The absence of specific toxicokinetics data from animal testing means that it is not possible to make firm conclusions concerning the absorption, distribution, and excretion of vinyl chloroacetate. However, it is possible to use existing data on the physicochemical and toxicological properties of the substance, as well as data available for its degradation compounds, acetaldehyde and chloroacetic acid, to determine the likely toxicokinetics behaviour of vinyl chloroacetate.

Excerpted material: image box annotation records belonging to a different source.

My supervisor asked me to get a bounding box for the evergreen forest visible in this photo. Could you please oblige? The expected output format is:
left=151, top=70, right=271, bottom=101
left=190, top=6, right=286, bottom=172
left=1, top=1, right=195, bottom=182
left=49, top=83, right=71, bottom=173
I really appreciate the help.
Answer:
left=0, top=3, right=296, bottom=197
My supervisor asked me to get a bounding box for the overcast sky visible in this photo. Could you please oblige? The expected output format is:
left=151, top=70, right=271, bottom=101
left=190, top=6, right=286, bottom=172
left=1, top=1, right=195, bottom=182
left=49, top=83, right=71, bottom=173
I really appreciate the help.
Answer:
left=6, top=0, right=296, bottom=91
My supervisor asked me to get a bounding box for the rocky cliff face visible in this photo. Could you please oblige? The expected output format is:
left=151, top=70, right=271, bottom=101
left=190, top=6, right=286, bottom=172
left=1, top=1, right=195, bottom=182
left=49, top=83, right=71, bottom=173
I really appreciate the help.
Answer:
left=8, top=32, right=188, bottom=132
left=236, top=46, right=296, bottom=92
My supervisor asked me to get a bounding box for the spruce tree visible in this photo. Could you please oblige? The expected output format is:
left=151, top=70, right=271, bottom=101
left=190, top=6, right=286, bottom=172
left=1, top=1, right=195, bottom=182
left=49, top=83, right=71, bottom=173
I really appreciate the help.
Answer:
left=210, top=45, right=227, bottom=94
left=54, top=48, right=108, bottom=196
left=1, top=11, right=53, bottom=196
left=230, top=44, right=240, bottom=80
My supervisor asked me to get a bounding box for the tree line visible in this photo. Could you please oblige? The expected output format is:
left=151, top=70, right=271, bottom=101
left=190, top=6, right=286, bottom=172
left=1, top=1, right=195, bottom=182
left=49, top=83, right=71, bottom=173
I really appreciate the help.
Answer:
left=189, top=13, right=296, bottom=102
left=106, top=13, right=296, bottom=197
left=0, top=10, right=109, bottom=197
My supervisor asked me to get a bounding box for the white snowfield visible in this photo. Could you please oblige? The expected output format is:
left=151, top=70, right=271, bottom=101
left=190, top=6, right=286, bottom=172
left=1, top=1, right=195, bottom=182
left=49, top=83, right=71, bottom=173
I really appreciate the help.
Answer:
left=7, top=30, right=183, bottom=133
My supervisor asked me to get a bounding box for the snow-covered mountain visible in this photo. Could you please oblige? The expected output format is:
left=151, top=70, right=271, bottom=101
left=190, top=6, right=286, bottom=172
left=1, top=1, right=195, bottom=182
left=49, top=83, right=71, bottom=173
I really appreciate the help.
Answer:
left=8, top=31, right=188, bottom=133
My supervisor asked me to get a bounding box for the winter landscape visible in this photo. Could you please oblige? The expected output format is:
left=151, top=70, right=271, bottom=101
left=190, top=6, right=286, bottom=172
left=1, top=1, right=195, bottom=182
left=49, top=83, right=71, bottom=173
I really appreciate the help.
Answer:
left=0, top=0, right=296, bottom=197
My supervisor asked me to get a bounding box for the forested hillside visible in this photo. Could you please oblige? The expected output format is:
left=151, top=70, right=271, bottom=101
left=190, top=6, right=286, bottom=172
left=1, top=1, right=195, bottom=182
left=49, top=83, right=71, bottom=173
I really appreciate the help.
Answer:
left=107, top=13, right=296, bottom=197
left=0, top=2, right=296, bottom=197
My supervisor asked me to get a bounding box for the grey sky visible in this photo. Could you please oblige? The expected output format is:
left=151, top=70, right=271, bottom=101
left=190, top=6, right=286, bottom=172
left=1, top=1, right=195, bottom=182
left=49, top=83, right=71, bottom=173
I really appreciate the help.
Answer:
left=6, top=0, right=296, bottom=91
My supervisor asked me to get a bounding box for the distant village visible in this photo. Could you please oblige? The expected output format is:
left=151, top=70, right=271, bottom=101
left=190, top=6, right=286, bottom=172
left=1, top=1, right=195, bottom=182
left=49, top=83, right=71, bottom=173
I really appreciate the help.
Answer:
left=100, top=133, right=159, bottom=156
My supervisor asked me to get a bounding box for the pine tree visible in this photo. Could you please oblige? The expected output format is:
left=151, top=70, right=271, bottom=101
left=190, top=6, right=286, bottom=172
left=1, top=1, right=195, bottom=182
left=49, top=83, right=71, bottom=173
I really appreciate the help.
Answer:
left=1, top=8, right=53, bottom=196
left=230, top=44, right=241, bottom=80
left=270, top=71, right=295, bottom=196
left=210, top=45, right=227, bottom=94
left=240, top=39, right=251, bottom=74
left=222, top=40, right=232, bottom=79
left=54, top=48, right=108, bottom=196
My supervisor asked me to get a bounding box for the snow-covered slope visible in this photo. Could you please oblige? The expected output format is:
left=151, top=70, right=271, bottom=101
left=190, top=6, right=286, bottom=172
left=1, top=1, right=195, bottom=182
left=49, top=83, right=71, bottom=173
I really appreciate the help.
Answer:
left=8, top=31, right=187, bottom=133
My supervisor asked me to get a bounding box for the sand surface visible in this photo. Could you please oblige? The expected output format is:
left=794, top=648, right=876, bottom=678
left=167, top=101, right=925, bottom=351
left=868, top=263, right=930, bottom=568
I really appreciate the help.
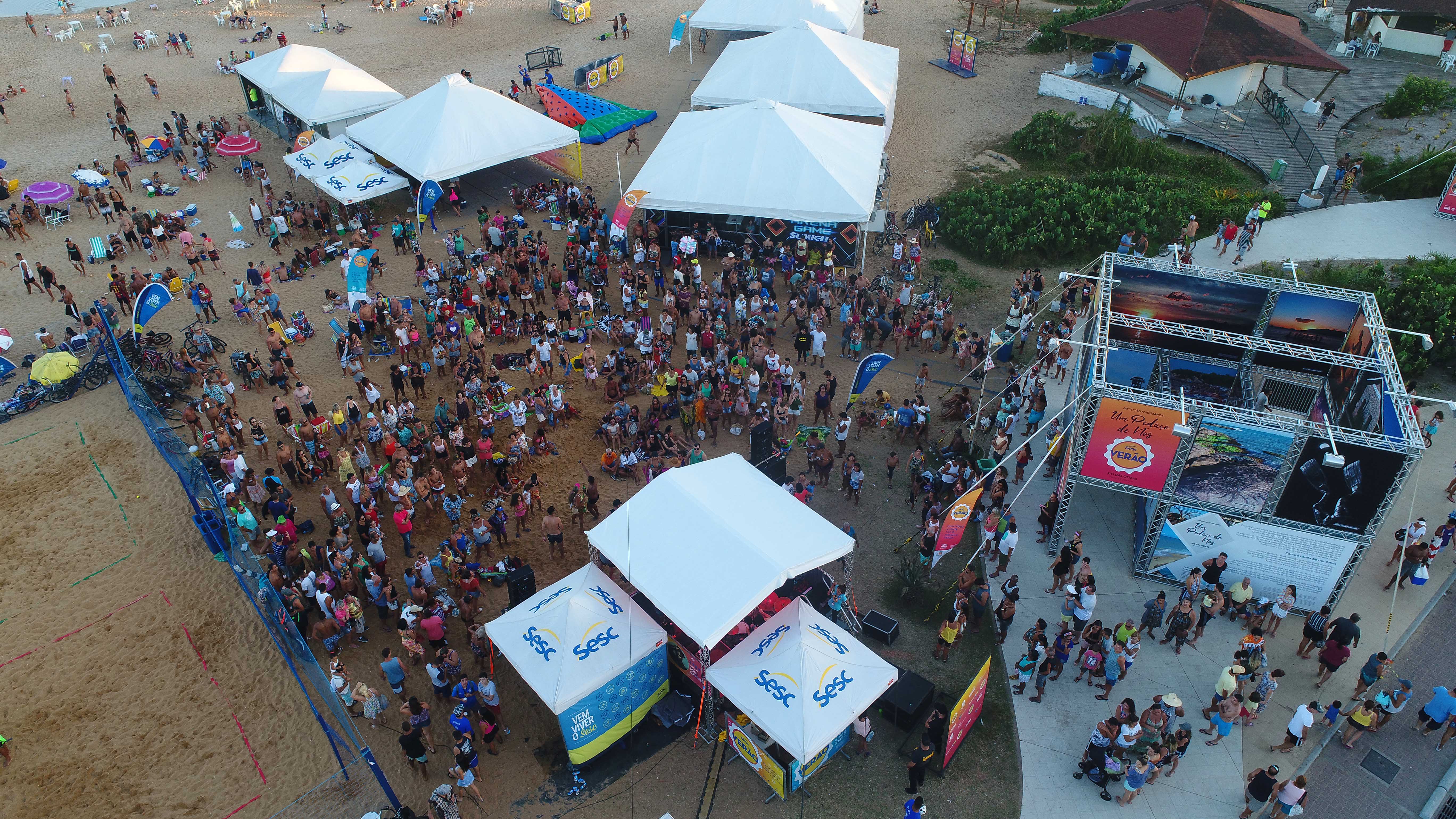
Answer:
left=0, top=0, right=1061, bottom=819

According to the available information the absorption of vinyl chloroacetate is expected to occur mainly following oral exposure. Although absorption via inhalation and dermal routes cannot be excluded, absorption following oral exposure is expected to be the most significant. In the stomach and small intestine, vinyl chloroacetate undergoes hydrolysis to the degradation products, acetaldehyde and chloroacetic acid. These substances are rapidly absorbed and distributed throughout the body with the highest concentrations in the blood (acetaldehyde) and the liver and kidneys (chloroacetic acid). Metabolism of these compounds is rapid with the main metabolites being carbon dioxide, water, S-carboxymethylcysteine, thiodiacetic acid and various other adducts with sulfur. The primary elimination pathways are via urinary excretion and expiration of carbon dioxide and, to a smaller extent, via faeces. Based on some studies, it is expected that a small percentage of the degradation products may be retained in the body by conjugation with a variety of biomolecules, which may lead to longer term systemic effects.

Based on this assessment it is not appropriate to perform further animal testing on this substance.